December 29, 2004

Buying The Farm

Andrew Samwick doesn't favor agricultural subsidies, really, but he says something odd in this post. In response to a statistic noting that "nearly 70 percent of the subsidies go to the top 10 percent of agricultural producers," he asks how much these 10 percent of farms actually produce:
If it is about 70 percent, then we would figure that there is probably nothing perverse about the way the subsidies are being doled out.
But that doesn't seem like a good way to evaluate a distribution at all!

Let's imagine I have 10 farmers in my imaginary country, none of them receiving subsidies. One farmer, Farmer Joe, produces 70 percent of the country's food. But for various reasons, he also turns massive profits while doing so. Now the other nine farmers produce the other 30 percent of the country's food, but they are all in danger of going bankrupt, or are exceedingly poor. Clearly, giving 70 percent of all agricultural subsidies to Farmer Joe is somewhat frivolous here. Not only that, but it ends up being harmful—you get overproduction of food, spur environmental waste, promote poor farm management, and indirectly hurt Third World farmers.
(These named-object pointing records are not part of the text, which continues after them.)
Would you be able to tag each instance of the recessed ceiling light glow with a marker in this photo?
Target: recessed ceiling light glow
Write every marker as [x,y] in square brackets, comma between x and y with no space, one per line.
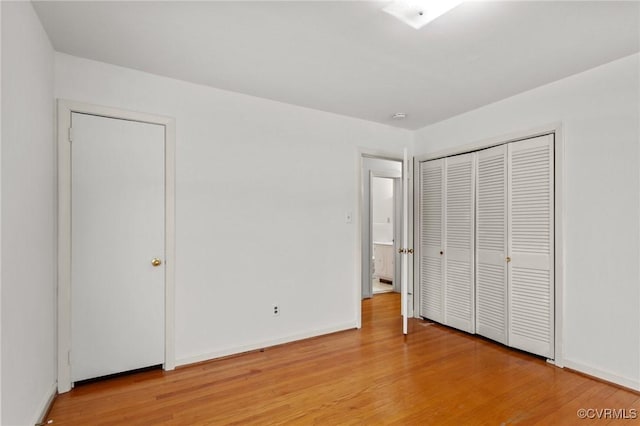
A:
[418,13]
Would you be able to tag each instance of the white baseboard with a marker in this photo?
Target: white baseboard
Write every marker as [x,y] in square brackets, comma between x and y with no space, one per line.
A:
[45,405]
[264,344]
[604,375]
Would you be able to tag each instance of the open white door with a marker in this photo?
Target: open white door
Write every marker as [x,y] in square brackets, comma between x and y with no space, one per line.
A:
[405,242]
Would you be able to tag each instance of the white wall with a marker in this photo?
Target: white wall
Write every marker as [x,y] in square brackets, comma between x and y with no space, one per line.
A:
[599,111]
[262,192]
[382,209]
[28,217]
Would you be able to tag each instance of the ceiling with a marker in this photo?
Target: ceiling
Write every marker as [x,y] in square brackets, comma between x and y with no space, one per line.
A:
[348,57]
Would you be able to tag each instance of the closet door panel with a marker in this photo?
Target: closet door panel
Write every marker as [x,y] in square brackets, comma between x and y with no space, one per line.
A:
[491,244]
[531,211]
[431,240]
[459,242]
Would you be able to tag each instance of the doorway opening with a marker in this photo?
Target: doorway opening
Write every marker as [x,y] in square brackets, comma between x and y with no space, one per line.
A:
[385,214]
[381,226]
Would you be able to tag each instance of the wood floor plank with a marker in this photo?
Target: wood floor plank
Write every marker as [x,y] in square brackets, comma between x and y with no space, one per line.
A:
[373,376]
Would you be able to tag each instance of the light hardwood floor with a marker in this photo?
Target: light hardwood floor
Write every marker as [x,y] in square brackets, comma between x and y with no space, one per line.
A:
[436,376]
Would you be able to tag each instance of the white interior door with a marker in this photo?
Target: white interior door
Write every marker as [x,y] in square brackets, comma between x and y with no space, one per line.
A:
[531,245]
[117,229]
[459,242]
[432,240]
[491,242]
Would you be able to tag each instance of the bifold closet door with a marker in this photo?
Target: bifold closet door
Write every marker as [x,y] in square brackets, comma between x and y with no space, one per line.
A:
[531,245]
[459,242]
[431,240]
[491,244]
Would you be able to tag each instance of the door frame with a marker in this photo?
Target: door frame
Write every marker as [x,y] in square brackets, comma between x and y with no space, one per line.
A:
[360,155]
[559,271]
[65,108]
[397,221]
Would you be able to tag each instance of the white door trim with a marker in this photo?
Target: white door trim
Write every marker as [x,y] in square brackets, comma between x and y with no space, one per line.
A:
[559,219]
[65,109]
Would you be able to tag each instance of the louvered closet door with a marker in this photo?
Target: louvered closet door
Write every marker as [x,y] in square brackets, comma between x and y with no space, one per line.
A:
[491,244]
[459,242]
[531,210]
[431,240]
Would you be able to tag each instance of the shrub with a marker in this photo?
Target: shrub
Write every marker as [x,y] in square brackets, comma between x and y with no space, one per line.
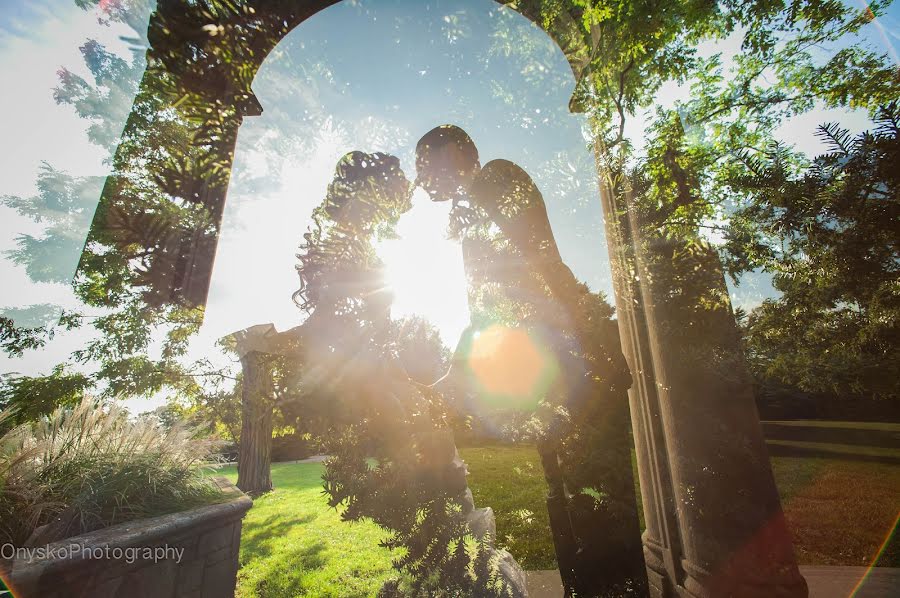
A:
[90,466]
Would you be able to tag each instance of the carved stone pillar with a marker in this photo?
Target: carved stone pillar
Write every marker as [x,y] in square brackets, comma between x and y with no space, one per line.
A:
[714,523]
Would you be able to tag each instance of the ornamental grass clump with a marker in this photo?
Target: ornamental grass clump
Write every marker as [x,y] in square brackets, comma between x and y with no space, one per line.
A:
[90,466]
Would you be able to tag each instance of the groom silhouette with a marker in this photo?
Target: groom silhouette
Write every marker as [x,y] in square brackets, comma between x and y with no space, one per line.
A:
[597,543]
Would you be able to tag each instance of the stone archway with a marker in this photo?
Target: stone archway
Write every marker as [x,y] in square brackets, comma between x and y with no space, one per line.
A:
[706,529]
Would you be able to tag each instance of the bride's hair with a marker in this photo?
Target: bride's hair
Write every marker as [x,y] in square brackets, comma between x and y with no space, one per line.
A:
[368,191]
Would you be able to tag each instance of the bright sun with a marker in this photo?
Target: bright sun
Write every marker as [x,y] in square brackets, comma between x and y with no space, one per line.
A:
[425,269]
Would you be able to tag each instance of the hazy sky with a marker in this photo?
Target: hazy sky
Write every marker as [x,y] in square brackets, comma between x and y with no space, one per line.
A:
[369,75]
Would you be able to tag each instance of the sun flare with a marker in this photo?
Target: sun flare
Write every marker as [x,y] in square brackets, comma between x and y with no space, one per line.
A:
[424,269]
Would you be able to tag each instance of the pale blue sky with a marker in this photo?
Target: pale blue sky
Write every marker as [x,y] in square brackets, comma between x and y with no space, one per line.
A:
[371,75]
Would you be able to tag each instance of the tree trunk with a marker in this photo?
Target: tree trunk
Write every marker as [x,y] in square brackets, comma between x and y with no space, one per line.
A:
[255,456]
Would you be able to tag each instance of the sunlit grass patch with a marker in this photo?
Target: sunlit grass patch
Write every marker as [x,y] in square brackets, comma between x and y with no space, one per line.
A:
[293,544]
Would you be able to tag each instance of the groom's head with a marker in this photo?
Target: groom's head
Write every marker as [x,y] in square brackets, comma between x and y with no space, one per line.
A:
[446,162]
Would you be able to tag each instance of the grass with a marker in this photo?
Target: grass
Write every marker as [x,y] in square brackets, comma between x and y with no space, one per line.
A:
[840,511]
[293,544]
[510,480]
[90,466]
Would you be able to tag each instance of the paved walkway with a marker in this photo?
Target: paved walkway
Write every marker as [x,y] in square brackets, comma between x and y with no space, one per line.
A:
[824,582]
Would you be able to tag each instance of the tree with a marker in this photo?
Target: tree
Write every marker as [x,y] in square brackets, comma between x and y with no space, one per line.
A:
[824,235]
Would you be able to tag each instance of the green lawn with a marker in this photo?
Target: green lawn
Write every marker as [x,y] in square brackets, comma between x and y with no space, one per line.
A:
[839,512]
[292,544]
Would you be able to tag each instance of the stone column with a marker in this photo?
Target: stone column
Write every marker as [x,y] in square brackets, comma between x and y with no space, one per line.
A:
[733,536]
[660,536]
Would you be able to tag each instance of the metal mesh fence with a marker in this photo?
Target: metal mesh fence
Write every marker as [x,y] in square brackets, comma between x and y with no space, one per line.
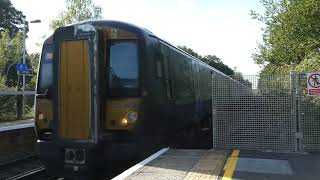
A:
[12,108]
[309,117]
[254,113]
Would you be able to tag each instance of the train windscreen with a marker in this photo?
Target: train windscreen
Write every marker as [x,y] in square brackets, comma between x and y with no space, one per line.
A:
[123,73]
[46,70]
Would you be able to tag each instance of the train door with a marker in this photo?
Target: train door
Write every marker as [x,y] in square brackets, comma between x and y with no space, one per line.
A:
[167,70]
[195,70]
[75,83]
[74,89]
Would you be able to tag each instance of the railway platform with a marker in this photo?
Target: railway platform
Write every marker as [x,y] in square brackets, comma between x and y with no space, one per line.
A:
[187,164]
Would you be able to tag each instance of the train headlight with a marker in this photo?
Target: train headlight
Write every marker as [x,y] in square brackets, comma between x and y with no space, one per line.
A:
[41,116]
[124,122]
[132,116]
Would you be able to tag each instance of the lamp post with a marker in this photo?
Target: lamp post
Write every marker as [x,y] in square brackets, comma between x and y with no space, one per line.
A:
[24,59]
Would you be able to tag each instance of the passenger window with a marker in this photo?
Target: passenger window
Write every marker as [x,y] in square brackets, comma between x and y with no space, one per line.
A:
[159,69]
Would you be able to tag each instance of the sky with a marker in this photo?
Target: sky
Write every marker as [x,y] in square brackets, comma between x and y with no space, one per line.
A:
[210,27]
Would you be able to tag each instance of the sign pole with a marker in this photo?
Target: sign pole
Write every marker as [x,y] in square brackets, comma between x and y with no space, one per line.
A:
[24,62]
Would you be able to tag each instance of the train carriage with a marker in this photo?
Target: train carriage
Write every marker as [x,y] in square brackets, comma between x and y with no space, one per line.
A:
[110,90]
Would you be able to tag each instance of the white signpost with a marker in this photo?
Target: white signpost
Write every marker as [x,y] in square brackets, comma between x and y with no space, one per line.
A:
[313,81]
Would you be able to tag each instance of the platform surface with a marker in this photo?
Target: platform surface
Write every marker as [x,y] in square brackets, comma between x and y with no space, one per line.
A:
[12,125]
[183,164]
[253,165]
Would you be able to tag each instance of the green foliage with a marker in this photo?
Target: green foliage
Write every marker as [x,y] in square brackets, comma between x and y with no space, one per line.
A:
[77,10]
[292,32]
[10,54]
[10,18]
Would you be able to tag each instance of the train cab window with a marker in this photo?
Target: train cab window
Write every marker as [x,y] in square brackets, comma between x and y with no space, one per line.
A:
[123,70]
[159,69]
[46,70]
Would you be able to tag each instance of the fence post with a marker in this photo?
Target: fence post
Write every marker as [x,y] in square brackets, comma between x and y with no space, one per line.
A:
[213,111]
[298,122]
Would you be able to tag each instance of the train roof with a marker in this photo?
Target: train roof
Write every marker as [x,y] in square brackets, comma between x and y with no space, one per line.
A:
[119,24]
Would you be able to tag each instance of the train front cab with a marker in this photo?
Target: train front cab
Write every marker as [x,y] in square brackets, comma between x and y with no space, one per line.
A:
[75,126]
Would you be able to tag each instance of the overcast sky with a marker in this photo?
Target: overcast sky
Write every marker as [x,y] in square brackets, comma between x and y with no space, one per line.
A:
[220,27]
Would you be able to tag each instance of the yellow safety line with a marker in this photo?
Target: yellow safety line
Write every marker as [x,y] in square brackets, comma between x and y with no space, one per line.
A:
[231,166]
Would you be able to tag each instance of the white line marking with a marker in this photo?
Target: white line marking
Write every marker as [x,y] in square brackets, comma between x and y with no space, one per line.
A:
[14,127]
[131,170]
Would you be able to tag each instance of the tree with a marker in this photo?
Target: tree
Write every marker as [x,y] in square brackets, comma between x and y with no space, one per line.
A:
[10,18]
[291,37]
[77,10]
[10,50]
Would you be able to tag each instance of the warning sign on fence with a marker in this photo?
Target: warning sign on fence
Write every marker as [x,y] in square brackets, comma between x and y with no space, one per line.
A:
[313,80]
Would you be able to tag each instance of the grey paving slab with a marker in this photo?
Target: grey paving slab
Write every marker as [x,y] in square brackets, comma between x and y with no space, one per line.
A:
[271,166]
[303,166]
[196,153]
[179,164]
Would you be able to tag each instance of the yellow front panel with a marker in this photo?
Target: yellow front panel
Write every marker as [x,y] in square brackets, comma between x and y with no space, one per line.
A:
[74,90]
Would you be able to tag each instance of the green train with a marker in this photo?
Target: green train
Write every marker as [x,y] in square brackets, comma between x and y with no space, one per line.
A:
[109,90]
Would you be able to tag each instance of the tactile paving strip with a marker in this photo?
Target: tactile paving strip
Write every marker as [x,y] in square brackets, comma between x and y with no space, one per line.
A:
[209,166]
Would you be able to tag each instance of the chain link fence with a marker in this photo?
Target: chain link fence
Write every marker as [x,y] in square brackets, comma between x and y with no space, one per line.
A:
[268,113]
[13,106]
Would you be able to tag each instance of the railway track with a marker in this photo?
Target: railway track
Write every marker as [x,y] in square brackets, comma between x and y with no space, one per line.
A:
[28,167]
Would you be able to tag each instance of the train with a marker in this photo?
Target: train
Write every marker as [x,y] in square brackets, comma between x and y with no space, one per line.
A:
[109,90]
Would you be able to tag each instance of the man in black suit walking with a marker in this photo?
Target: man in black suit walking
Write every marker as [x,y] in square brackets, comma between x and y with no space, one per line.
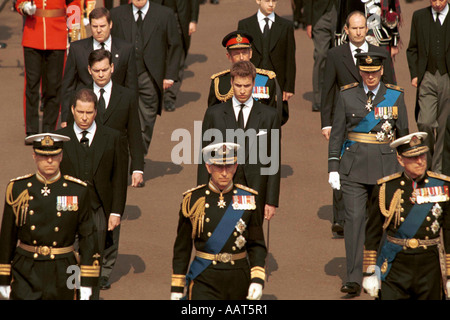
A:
[342,70]
[94,154]
[186,12]
[152,29]
[428,56]
[76,73]
[321,17]
[260,136]
[273,45]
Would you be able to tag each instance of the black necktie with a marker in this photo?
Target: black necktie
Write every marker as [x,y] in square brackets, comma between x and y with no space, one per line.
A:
[84,141]
[241,117]
[266,28]
[101,106]
[139,20]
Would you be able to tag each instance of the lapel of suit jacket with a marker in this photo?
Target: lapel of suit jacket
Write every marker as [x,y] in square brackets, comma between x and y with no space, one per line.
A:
[113,101]
[275,32]
[99,143]
[253,121]
[229,116]
[151,20]
[71,149]
[350,63]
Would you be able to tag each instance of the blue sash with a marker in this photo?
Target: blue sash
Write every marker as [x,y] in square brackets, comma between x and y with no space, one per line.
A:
[260,81]
[407,230]
[369,122]
[218,239]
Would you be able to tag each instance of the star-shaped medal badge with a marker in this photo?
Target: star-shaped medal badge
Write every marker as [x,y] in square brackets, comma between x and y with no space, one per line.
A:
[45,191]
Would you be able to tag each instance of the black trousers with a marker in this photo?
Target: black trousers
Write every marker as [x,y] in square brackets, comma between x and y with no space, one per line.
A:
[414,276]
[42,67]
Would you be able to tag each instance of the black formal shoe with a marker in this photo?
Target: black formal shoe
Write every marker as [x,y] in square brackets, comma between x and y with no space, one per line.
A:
[104,283]
[351,288]
[169,106]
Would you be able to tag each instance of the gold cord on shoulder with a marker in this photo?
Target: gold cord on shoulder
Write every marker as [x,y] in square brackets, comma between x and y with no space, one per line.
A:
[19,205]
[196,213]
[394,206]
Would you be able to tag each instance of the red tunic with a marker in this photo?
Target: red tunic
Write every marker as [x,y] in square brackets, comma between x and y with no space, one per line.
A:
[47,28]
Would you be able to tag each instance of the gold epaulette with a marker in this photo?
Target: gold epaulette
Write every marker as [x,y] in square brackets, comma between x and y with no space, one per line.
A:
[394,87]
[349,86]
[190,190]
[70,178]
[389,178]
[240,186]
[265,72]
[438,175]
[219,74]
[22,177]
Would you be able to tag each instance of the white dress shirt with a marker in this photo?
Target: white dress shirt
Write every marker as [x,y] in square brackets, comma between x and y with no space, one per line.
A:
[245,110]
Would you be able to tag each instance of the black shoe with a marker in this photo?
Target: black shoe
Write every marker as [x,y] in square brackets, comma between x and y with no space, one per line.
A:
[169,106]
[338,229]
[351,288]
[104,283]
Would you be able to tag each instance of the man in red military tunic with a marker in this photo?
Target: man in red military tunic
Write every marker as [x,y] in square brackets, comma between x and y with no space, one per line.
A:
[44,43]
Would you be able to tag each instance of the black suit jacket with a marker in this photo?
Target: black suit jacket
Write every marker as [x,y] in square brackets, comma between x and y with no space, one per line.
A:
[162,44]
[76,74]
[262,119]
[419,45]
[282,48]
[187,12]
[109,169]
[341,70]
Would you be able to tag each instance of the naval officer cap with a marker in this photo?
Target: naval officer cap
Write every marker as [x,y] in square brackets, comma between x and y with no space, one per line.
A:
[48,144]
[412,145]
[237,40]
[370,61]
[221,153]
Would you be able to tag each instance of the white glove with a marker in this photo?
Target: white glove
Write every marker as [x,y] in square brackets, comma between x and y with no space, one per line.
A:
[29,8]
[176,296]
[372,283]
[254,291]
[85,293]
[334,181]
[5,291]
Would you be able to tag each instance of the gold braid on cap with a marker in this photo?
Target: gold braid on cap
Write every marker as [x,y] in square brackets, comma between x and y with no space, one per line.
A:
[19,205]
[394,206]
[196,213]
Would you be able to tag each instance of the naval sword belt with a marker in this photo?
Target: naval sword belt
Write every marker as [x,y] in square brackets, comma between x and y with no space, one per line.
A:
[50,13]
[221,257]
[366,138]
[413,243]
[45,250]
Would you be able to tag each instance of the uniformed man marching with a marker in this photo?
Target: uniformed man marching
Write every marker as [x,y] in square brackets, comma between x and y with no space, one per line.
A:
[368,117]
[266,90]
[221,221]
[42,215]
[412,209]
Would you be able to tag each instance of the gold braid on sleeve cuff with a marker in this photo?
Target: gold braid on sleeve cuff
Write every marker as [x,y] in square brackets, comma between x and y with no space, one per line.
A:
[5,269]
[369,258]
[178,280]
[258,272]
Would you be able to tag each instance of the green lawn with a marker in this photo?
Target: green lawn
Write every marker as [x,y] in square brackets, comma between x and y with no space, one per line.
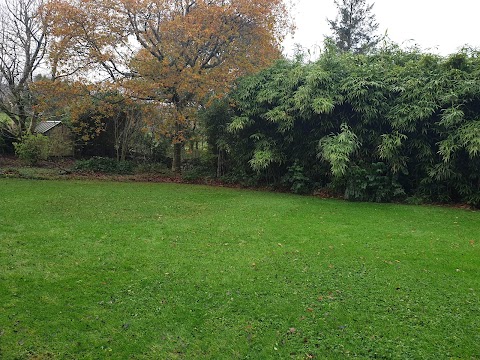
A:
[93,270]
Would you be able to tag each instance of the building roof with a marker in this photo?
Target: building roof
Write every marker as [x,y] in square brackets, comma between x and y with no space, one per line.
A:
[44,126]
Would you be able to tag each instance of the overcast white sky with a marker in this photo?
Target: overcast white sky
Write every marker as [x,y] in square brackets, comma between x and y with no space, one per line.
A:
[439,26]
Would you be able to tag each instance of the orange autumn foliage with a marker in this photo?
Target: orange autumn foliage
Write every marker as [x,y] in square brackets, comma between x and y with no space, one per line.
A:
[177,53]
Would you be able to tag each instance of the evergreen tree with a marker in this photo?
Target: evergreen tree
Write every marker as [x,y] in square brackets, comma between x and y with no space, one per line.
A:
[354,27]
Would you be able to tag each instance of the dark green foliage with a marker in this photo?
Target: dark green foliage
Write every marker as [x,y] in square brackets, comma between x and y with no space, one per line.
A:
[105,165]
[296,180]
[372,183]
[32,148]
[416,114]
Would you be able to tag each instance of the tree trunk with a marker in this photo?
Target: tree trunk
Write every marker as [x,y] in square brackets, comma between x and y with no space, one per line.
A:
[177,158]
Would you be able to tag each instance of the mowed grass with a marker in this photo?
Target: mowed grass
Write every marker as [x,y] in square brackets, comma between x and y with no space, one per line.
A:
[93,270]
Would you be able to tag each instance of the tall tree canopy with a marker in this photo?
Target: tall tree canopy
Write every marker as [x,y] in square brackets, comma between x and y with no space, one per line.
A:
[184,52]
[22,47]
[354,27]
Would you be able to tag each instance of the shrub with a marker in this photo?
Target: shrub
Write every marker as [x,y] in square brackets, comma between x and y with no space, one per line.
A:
[296,180]
[32,148]
[104,165]
[372,183]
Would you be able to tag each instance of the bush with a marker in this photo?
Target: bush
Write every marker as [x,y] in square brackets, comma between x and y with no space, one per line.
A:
[372,183]
[32,148]
[296,180]
[105,165]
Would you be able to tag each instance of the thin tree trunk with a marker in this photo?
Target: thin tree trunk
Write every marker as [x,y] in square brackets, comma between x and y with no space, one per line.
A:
[177,158]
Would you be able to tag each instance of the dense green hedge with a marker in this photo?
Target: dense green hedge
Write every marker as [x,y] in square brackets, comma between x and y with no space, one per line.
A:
[378,127]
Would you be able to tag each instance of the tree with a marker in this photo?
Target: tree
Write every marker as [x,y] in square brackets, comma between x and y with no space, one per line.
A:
[23,40]
[354,27]
[191,50]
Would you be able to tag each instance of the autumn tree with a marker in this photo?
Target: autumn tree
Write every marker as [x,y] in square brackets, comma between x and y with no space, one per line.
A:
[354,27]
[190,50]
[23,40]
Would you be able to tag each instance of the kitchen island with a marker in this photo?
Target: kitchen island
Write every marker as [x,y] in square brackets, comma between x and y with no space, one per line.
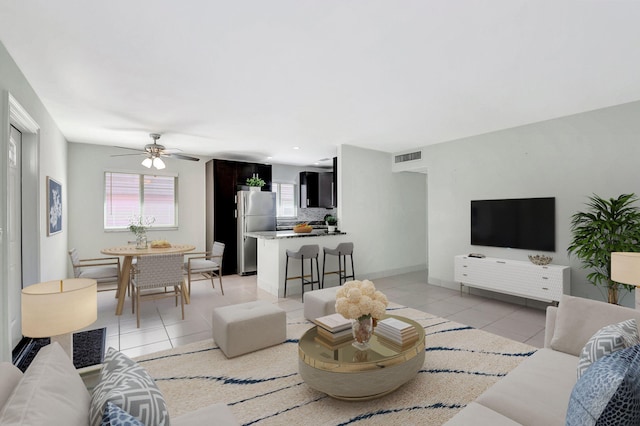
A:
[272,247]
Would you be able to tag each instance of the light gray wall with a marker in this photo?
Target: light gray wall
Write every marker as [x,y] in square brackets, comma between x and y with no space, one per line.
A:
[87,164]
[569,158]
[384,212]
[52,148]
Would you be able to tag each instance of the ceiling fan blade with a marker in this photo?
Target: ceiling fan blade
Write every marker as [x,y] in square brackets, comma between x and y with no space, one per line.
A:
[182,157]
[124,155]
[124,147]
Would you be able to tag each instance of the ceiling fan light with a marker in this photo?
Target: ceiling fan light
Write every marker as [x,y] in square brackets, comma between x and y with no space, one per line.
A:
[158,163]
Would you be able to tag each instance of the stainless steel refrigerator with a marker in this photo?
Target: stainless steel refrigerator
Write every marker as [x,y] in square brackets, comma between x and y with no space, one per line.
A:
[256,212]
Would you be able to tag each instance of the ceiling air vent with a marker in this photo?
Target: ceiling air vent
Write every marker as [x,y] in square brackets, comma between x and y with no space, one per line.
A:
[411,156]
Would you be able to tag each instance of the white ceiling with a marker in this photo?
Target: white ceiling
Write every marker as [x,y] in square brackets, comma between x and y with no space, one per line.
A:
[251,79]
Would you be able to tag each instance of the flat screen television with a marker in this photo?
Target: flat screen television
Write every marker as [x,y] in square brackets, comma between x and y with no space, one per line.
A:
[523,223]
Now my imaginary world sounds very similar to the real world, where farms are expected to pull in a record net cash income of $73.7 billion in 2004—most of that going to the top 10 percent. And yet agricultural subsidies continue to rise. So while I'm not sure exactly how to measure the efficiency of subsidies, doing it like Professor Samwick did above seems to miss something. The rest of his post is quite interesting, though.